Álvaro Sarabia

Personal information
- Full name: Álvaro Gustavo Sarabia Navarro
- Date of birth: January 5, 1978 (age 47)
- Place of birth: Santiago, Chile
- Height: 1.78 m (5 ft 10 in)
- Position: Striker

Senior career*
- Years: Team / Apps / (Gls)
- 1997–2000: Colo-Colo / 4 / (0)
- 2001: Fernández Vial
- 2002–2005: Deportes Puerto Montt / 80 / (27)
- 2005: Chiapas / 12 / (1)
- 2006–2007: Palestino / 40 / (8)
- 2008–2009: Rangers / 20 / (1)
- 2009: Palestino / 10 / (1)
- 2010: Lota Schwager / 27 / (7)
- 2011: Deportes Puerto Montt / 6 / (1)

International career
- 1997: Chile U20

= Álvaro Sarabia =

Chilean footballer (born 1978)

Álvaro Gustavo Sarabia Navarro (born 5 January 1978) is a Chilean former footballer.

His last club was Deportes Puerto Montt, then member of the Primera B de Chile

==Club career==
Sarabia joined Colo-Colo lower divisions at early age, being promoted to the first adult team in 1997. In 2000, he moved to Arturo Fernández Vial of the Chilean second division.

In 2002, Sarabia signed for Puerto Montt, team of the Chilean Second Division in this time.
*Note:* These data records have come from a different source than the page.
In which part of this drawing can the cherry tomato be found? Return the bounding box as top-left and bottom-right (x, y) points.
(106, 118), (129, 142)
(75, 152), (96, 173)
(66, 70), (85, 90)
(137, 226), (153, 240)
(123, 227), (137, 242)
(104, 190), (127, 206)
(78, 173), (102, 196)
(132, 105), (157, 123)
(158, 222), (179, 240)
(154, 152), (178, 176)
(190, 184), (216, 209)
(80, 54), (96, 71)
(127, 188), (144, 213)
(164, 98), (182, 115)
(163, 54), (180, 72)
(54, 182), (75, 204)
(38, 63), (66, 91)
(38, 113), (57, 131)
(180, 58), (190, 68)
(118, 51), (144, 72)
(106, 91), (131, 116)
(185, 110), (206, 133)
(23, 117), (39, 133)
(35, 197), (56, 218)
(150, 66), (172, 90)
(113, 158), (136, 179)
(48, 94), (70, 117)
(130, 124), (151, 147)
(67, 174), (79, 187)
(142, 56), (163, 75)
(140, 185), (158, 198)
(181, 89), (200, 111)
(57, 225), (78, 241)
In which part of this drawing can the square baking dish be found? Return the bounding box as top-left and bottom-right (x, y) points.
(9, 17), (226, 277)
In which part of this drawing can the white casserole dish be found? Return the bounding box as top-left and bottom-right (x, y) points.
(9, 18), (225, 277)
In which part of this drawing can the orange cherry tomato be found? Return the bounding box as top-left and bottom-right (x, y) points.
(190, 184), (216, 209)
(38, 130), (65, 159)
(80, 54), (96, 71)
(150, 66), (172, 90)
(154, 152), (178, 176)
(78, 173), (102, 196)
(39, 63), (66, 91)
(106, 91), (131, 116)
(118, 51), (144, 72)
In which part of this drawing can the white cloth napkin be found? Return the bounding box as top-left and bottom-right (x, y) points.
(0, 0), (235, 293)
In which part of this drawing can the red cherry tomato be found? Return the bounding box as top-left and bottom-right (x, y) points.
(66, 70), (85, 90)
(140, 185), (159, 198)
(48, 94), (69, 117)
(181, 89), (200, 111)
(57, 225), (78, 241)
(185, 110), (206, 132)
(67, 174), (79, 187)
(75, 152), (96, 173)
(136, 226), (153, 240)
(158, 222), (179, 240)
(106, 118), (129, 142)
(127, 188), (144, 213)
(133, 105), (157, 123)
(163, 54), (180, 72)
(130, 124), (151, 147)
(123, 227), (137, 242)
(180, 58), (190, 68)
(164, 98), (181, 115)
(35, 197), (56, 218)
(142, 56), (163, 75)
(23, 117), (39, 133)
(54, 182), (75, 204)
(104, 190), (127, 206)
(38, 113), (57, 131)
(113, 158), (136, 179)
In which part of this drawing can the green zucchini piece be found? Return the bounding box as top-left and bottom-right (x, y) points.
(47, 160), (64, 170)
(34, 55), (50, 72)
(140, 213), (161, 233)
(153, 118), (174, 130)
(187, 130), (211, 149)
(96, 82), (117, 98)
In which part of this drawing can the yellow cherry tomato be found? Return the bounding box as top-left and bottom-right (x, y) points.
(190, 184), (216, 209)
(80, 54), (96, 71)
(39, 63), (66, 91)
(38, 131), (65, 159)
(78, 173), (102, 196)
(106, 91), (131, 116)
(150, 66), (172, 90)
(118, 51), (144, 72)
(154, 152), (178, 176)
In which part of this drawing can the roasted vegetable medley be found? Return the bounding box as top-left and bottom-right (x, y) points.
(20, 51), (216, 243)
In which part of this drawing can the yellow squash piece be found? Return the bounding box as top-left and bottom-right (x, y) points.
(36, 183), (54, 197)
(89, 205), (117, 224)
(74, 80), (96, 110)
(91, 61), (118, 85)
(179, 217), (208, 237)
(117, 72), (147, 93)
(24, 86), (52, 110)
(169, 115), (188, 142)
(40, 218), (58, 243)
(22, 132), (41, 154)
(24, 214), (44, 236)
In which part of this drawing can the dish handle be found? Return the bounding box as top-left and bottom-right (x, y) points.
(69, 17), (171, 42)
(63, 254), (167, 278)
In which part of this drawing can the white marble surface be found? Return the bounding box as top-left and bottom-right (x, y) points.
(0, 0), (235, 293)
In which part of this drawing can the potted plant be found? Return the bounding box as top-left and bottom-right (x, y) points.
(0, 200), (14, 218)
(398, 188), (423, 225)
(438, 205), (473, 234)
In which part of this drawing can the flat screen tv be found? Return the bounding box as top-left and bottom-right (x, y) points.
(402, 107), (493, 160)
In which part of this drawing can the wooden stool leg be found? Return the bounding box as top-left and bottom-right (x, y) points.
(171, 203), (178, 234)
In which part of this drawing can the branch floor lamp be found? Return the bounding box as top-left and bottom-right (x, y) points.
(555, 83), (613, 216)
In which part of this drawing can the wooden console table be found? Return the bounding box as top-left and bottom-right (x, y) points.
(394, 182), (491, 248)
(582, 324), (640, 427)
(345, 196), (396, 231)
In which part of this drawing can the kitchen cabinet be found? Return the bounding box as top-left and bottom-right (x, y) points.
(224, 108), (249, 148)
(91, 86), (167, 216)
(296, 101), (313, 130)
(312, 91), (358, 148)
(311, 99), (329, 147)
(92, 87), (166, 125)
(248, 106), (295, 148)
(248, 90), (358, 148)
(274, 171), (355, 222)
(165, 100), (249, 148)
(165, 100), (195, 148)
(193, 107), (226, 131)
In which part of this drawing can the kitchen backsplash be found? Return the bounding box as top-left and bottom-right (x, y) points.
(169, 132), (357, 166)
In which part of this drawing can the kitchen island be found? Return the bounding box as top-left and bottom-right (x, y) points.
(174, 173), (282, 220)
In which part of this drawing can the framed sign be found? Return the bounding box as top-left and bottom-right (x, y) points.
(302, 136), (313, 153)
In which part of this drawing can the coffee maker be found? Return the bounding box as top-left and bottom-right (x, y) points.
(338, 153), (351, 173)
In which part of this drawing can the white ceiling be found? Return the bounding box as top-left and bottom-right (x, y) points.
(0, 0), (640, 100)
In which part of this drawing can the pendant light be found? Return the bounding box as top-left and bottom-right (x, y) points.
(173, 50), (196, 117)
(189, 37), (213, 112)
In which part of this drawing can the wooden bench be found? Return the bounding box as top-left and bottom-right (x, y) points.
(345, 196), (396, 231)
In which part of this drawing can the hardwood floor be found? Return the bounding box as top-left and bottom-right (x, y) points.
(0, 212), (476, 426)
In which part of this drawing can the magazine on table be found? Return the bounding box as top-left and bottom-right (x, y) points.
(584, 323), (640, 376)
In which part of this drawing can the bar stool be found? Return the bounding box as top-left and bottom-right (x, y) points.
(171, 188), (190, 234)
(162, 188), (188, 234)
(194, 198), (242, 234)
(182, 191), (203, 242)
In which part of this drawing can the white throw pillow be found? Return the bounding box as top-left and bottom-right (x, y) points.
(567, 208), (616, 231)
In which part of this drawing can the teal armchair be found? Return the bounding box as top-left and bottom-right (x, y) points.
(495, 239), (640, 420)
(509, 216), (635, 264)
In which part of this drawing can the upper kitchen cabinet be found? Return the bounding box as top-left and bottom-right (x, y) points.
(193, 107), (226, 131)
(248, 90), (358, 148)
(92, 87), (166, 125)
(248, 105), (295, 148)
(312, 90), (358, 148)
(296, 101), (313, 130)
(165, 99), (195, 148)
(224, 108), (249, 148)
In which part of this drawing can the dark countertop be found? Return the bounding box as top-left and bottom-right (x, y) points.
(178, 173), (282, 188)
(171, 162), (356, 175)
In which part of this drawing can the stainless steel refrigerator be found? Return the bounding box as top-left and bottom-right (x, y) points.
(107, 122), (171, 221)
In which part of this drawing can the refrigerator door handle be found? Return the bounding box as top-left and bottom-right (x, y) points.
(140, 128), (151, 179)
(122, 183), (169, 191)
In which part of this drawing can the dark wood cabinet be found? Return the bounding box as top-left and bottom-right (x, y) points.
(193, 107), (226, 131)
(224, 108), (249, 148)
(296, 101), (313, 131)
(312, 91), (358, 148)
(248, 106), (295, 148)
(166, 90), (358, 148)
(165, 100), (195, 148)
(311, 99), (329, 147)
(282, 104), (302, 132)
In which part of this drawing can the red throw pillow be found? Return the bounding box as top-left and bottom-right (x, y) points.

He completed a good performance in the club, achieving the second division title, promoting to the Chilean Primera División.
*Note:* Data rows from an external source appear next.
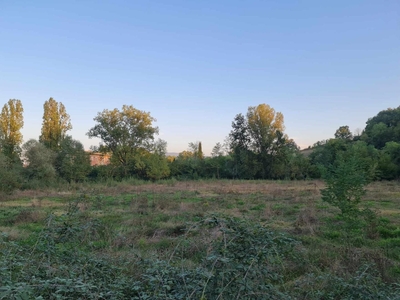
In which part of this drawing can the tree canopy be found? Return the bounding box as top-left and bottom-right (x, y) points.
(362, 106), (400, 149)
(0, 99), (24, 158)
(39, 98), (72, 150)
(87, 105), (158, 165)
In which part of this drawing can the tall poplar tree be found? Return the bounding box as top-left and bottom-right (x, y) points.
(39, 98), (72, 151)
(0, 99), (24, 158)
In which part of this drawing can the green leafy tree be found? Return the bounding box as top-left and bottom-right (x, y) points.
(87, 105), (158, 168)
(55, 136), (90, 182)
(0, 152), (22, 194)
(229, 114), (259, 179)
(39, 98), (72, 151)
(0, 99), (24, 161)
(22, 139), (57, 185)
(362, 106), (400, 149)
(229, 104), (290, 178)
(335, 126), (353, 140)
(321, 155), (369, 216)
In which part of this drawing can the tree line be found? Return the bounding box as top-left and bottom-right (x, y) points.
(0, 98), (400, 192)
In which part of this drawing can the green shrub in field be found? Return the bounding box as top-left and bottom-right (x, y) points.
(321, 156), (368, 216)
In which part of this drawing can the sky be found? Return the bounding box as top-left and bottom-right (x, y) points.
(0, 0), (400, 154)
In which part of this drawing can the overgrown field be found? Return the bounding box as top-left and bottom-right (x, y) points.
(0, 180), (400, 299)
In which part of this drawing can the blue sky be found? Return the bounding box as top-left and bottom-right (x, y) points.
(0, 0), (400, 153)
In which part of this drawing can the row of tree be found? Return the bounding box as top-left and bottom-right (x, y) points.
(0, 98), (400, 191)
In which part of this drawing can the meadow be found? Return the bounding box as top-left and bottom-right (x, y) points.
(0, 179), (400, 300)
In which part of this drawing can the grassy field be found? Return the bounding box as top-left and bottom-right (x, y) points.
(0, 180), (400, 299)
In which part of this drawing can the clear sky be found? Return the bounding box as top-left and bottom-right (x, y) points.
(0, 0), (400, 154)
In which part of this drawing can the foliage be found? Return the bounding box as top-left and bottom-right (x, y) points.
(0, 99), (24, 161)
(54, 136), (90, 182)
(0, 152), (22, 193)
(87, 105), (158, 166)
(362, 107), (400, 149)
(22, 139), (57, 185)
(229, 104), (299, 179)
(321, 156), (368, 216)
(335, 126), (353, 140)
(39, 98), (72, 151)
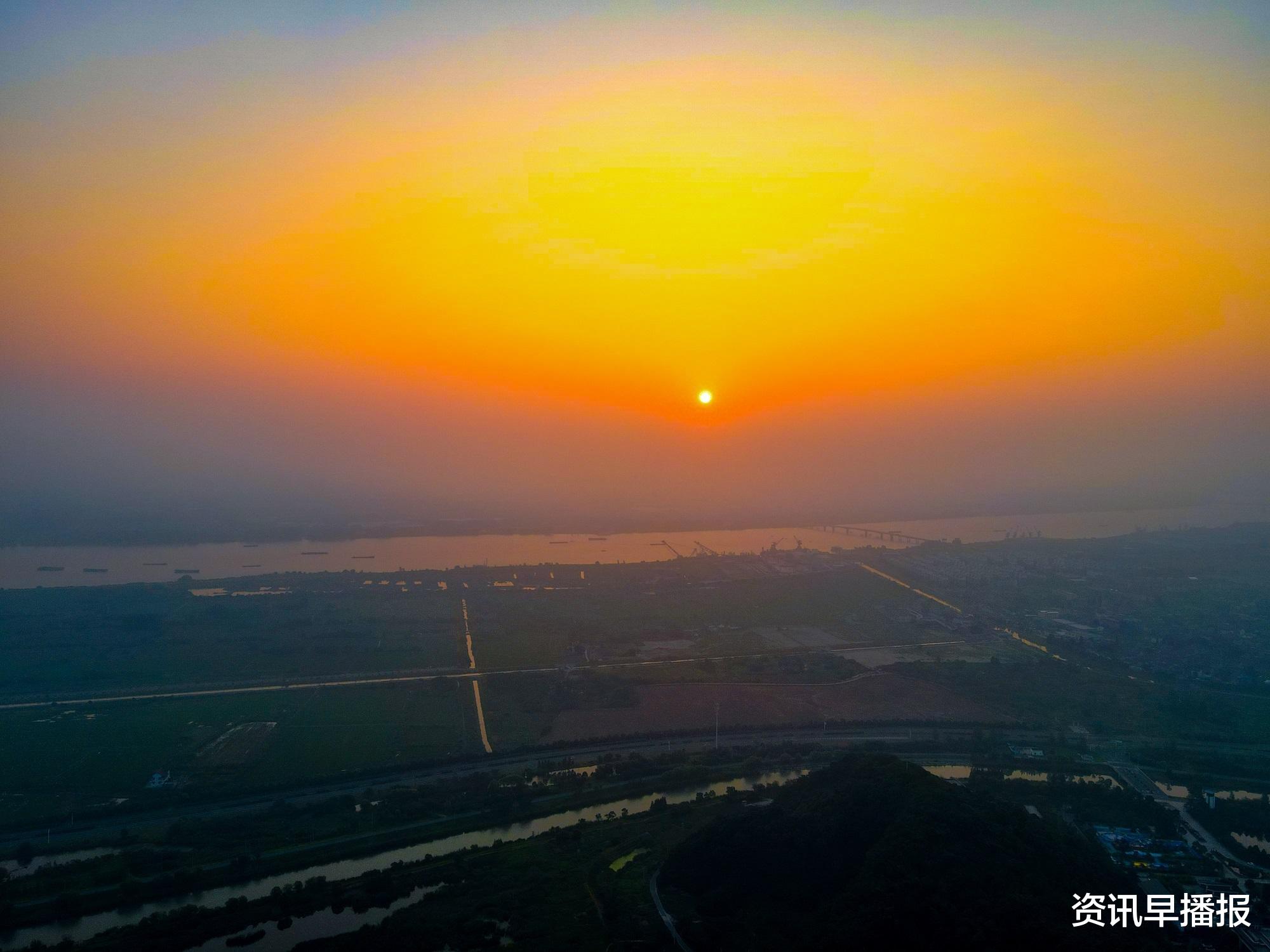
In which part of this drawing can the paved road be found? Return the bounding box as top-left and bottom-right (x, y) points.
(1106, 757), (1261, 882)
(648, 867), (692, 952)
(0, 725), (980, 845)
(0, 635), (965, 711)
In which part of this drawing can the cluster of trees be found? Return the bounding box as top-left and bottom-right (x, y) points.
(662, 753), (1157, 949)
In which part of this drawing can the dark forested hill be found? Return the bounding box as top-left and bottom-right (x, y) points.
(660, 753), (1160, 952)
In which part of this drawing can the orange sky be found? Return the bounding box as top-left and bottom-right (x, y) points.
(0, 4), (1270, 531)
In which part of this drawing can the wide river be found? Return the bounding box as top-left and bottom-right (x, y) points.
(0, 505), (1250, 588)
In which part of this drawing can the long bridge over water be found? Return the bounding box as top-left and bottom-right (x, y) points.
(813, 526), (944, 546)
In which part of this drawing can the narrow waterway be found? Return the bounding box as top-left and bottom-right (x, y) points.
(0, 770), (806, 952)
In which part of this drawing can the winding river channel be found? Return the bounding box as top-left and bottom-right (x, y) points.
(0, 770), (806, 952)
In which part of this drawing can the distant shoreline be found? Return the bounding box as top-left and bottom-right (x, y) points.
(0, 501), (1234, 550)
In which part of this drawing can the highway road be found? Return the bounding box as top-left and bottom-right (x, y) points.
(0, 633), (965, 711)
(0, 725), (975, 847)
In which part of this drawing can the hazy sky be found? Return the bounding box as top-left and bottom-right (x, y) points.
(0, 0), (1270, 538)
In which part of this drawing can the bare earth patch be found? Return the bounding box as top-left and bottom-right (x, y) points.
(545, 674), (1008, 743)
(198, 721), (278, 768)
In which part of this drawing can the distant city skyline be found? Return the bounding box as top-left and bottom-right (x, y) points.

His Primera División debut with Puerto Montt came on 2 March 2003, in a 1–0 home win to Palestino, and scored his first goal in Primera on 27 April against his former club Colo-Colo, in a 1–1 draw. Other important goal of Sarabia in the team was against other biggest club of Chile: Universidad Católica once in a 1–1 draw. In the next season, Sarabia scored 9 goals in 31 appearances in all of the season.

Sarabia lived his best moment of his career in the season 2005, being the goalscorer of the team and of the tournament with 13 goals. After of his Puerto Montt performances, he was transferred to the Mexican club Chiapas.

In Jaguares de Chiapas, Sarabia only scored 1 goal in 12 appearances, returning to Chile to play with Palestino the Torneo de Apertura 2006. In his club debut against Coquimbo Unido, he scored in the 3–1 victory to this club. However, he only scored 3 goals in 6 games, due to an injury that he suffered. In the Clausura, he did not play in all tournaments. In the next season, he played few games with the club, being transferred to Rangers de Talca in 2008.

==International career==
Sarabia represented Chile at under-20 level in the 1997 South American Championship.

==Personal life==
Following his retirement, he made his home in Dalcahue, Los Lagos Region, and has worked as a chauffeur.